Hacker News new | ask | show | jobs
by Svip 2406 days ago
While counting columns will not include NULL columns, how about counting joined tables?

  SELECT a.id, COUNT(b.*) FROM a JOIN b ON b.a_id = a.id GROUP BY a.id
is not permitted in Postgres.

Sure, I could just use COUNT(b.a_id) since that's what I join on, but a more complicated example might not allow for that. For instance if it was a virtual table.

2 comments

I'm sorry, if you want to count NULL-rows in b.* , how will it ever be different from just COUNT( * )? Maybe I'm misunderstanding what you're after?
You're right, it's a bad example, imagine if I joining two tables:

  SELECT a.id, COUNT(b.*), COUNT(c.*)
    FROM a JOIN b ON b.a_id = a.id JOIN c ON c.a_id = a.id
    GROUP BY a.id
I want to know how many occurrences a_id has in both table b and c. Again in this simple example, I could just count on b.a_id and c.a_id, respectively, but imagine if b and c were complex virtual tables:

  JOIN (SELECT NULL AS foo, 1 AS bar 
        UNION SELECT 1 AS foo, NULL AS bar) b ON b.foo = a.id OR b.bar = a.id
This would be useful if we are aggregating data together, where essentially, there are two ways to join the data with the main table, and both columns can be null.

Of course, in this example, you could count by going COUNT(b.foo) + COUNT(b.bar), but that's a bit awkward, or a column in table b you know to never be null. But what if you don't? And still have table c next to it?

Yes, in all cases, there would be a way out. In the extreme case, you could wrap it in a virtual table, where you add a column that is just always 0 (not null), so you can count on it. It would just be neat if b.* was possible.

I might misunderstand, but I think the join just isn't the right approach for that sort of child record counting, ie. counting records from two or more independent child tables associated with your rows (if that is what you're wanting).

You're grouping and counting after the three way join. That join will involve all combinations of child records between the two child tables associated with any given parent row (almost never what is wanted). So any given non-null thing you're counting from one child record will appear multiple times, = the number of child records in the other table associated with the parent row.

I think you just want to use correlated subqueries to count the child records: select a.id, (select count(whatever) from child1 c1 where c1.a_id = a.id), (select count(whatever) from child2 c2 where c2.a_id = a.id) ...

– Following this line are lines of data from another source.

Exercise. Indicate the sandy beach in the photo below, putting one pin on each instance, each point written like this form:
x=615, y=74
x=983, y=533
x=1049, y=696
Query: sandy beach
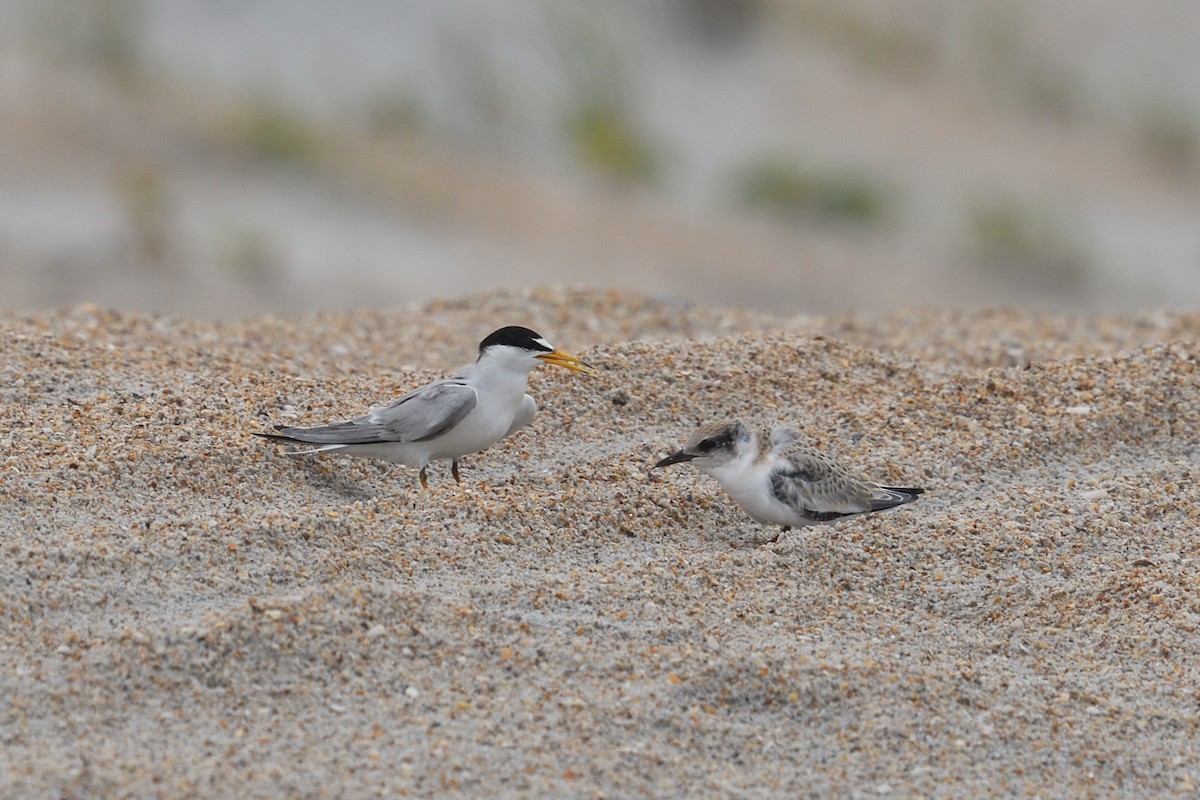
x=186, y=612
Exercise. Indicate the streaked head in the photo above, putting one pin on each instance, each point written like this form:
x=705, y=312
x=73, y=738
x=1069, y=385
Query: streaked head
x=712, y=445
x=522, y=342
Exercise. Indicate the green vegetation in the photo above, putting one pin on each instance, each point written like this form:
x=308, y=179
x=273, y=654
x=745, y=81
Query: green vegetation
x=607, y=142
x=268, y=130
x=1005, y=234
x=840, y=194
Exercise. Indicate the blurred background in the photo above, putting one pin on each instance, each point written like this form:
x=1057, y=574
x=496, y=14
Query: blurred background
x=227, y=157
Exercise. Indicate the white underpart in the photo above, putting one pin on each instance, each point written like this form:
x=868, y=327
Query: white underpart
x=747, y=479
x=501, y=379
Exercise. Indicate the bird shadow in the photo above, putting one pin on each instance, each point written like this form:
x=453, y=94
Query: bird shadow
x=335, y=479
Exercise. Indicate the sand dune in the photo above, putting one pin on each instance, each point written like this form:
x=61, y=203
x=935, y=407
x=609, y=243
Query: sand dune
x=186, y=612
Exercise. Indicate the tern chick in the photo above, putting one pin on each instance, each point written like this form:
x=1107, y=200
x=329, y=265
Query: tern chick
x=448, y=419
x=781, y=480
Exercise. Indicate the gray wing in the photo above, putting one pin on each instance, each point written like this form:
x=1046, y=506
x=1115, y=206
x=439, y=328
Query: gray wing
x=421, y=414
x=817, y=487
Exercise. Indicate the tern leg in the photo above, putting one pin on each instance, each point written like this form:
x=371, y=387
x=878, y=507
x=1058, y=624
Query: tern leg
x=783, y=529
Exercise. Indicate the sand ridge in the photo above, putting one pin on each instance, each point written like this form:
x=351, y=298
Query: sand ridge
x=187, y=612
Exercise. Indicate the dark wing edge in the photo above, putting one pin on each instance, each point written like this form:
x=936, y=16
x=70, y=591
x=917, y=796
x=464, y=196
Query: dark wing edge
x=895, y=497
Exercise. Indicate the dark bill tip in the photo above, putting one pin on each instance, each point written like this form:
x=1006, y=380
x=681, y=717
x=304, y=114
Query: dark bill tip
x=673, y=458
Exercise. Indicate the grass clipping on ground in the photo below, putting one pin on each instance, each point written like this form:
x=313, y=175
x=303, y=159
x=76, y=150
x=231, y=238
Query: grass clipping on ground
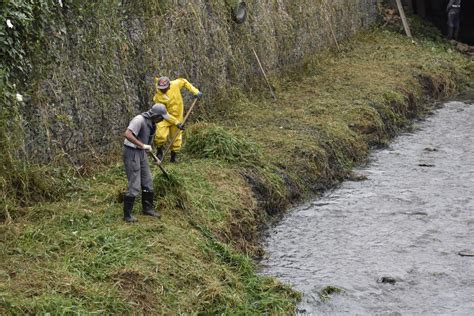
x=77, y=256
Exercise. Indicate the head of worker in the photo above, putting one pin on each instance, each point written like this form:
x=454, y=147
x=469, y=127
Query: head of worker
x=157, y=113
x=163, y=84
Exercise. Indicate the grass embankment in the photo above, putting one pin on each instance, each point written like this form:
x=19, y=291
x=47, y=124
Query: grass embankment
x=253, y=161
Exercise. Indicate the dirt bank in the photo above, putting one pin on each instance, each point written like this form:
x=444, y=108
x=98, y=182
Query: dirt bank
x=246, y=164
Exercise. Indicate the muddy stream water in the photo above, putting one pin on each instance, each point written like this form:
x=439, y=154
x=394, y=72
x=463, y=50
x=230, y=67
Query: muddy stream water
x=391, y=243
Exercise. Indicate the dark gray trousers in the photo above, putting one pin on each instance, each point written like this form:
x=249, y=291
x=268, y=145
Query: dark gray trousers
x=137, y=170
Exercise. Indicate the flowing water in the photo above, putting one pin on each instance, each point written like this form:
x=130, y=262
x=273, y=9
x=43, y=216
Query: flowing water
x=391, y=242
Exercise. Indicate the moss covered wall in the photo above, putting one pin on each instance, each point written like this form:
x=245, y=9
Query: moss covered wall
x=94, y=68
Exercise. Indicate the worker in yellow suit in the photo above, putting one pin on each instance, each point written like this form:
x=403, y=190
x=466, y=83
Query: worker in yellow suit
x=169, y=93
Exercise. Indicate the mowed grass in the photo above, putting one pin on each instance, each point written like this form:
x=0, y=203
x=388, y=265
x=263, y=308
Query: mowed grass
x=238, y=170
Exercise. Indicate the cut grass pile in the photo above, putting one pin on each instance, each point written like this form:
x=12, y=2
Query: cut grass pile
x=77, y=256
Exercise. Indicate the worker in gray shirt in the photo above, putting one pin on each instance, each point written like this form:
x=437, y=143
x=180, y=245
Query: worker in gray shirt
x=138, y=138
x=454, y=18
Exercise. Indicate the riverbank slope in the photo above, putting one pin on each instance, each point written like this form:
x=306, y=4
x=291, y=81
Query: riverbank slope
x=249, y=162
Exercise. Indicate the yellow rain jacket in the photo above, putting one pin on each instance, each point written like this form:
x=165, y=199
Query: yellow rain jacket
x=173, y=101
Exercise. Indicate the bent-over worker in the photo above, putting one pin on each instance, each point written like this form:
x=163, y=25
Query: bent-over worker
x=138, y=138
x=169, y=93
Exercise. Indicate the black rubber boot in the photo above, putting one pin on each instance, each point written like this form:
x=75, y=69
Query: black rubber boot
x=128, y=202
x=159, y=153
x=147, y=204
x=174, y=157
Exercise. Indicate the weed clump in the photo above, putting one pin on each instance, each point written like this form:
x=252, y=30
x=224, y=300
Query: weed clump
x=215, y=142
x=171, y=191
x=327, y=291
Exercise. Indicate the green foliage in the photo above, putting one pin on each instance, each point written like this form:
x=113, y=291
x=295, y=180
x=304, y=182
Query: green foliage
x=327, y=291
x=22, y=24
x=215, y=142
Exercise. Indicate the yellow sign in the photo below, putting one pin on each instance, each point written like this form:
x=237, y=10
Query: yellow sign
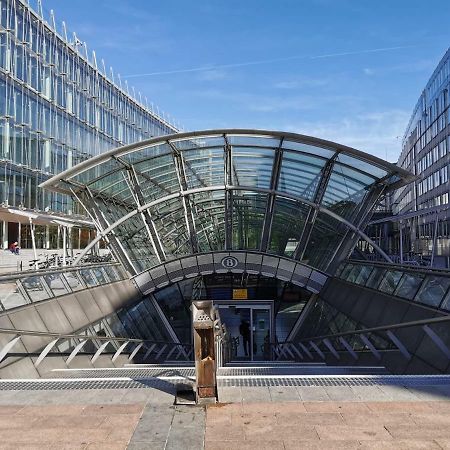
x=240, y=294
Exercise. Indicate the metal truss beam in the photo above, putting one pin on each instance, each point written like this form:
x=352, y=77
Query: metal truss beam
x=182, y=181
x=360, y=219
x=228, y=176
x=268, y=215
x=146, y=215
x=327, y=169
x=114, y=242
x=222, y=188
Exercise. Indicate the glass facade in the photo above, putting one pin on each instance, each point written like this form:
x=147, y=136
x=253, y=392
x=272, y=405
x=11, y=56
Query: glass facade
x=35, y=288
x=175, y=300
x=57, y=109
x=278, y=193
x=426, y=153
x=427, y=287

TLDR: You almost never want to join independent children to a common parent, use independent correlated subquery expressions instead.

Except, that's potentially super slow if the optimiser does not realise what to do. In its default state, it will make two table look ups for each row in table a. So that's 1+N*2 look ups compared to 3 look ups in my example.

For little data, that's probably fine, but for a big database, it will be slow. However, the optimiser may be able to handle that? I know Sybase's and MSSQL's had trouble with it, but I've heard Postgres' might be able to.

First, correctness first. Second, correlated subqueries in selects really aren't noticably slow at all in my experience (Postgres, Oracle) when they're really needed, meaning alternatives are as slow or slower. Especially compared to the alternative of actually doing a cartesian product across independent children of any size. I don't think the optimizer could help much with avoiding that cartesian product to be actually realized, either - the grouping after that join is going to be a big sort in general with results that depend on the distribution of child values on a row-by-row basis. But in any case it would give the wrong answers for both children regardless of speed and memory used!
I guess I didn't make myself clear either.

If there's an inner join, then there is a matching row. It will be counted by a normal COUNT( * ). On an outer join, columns in a 'missing' row will be represented as NULL.

You're saying you wish there were two NULLS, 'missing value in table null' and 'missing row in join null', and that you could count the first one?

No, not that complex. Just that I want to be able to specify which of my joined tables I am counting on in a null-safe way, in case the joining table could have null values in all its columns.
Any reason a regular count() wouldn't work?

SELECT a.id, count() FROM ...

It would, I realised after I read the replies, that I should have used the two joined table scenario as per my reply to your sibling.